Investors in one insurance titan have now voted on an US$80 million pay day for a departing executive.

(Bloomberg) -- Chubb Corp. shareholders opposed an US$80 million golden parachute payment for Chief Executive Officer John Finnegan, who struck a deal to sell the insurer to Ace Ltd.

About 61 percent of voting shareholders said no to the pay packages for Finnegan and his deputies in the non-binding, advisory measure, according to a filing Thursday from Warren, New Jersey-based Chubb.

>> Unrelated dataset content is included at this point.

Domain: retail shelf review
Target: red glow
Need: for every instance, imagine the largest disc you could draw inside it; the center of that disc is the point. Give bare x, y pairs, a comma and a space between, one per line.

Institutional Shareholder Services Inc. advised investors to reject the golden parachute arrangement, which would include a US$23 million tax reimbursement for Finnegan. He’d be eligible for the package if he’s terminated or voluntarily resigns because of a demotion after the deal is completed. The parachute would also include about US$24 million in cash and US$33 million in equity.

The excise tax reimbursement, which is also known as a gross-up, “significantly increases the overall cost of severance payments and is not justified by current market practices,” according to an Oct. 2 report from ISS.

Proposed packages for Finnegan’s deputies including Chief Financial Officer Richard G. Spiro don’t include an excise tax gross-up. Mark Greenberg, a spokesman for Chubb, declined to comment on the golden parachute.

‘Eye-Popping’

Finnegan “did create an awful lot of value while running the company,” Meyer Shields, an analyst from Keefe Bruyette & Woods Inc., said in a phone interview. “You could make the argument that compared to that, maybe the golden parachute wasn’t as golden as it could have been. Having said that, it’s still an eye-popping number.”

Chubb investors approved the plan to sell the company to Zurich-based Ace for about US$30 billion in cash and stock. Finnegan, 66, will assist the combined company with integration and be an executive vice chairman once the deal is completed, the companies have said. Before the agreement was announced, he had disclosed plans to step down at the end of 2016.

The size of Finnegan’s golden parachute, which was disclosed in a Sept. 11 merger agreement filing, is an estimate based on Chubb’s average closing price during the five-day period following the deal’s announcement in July.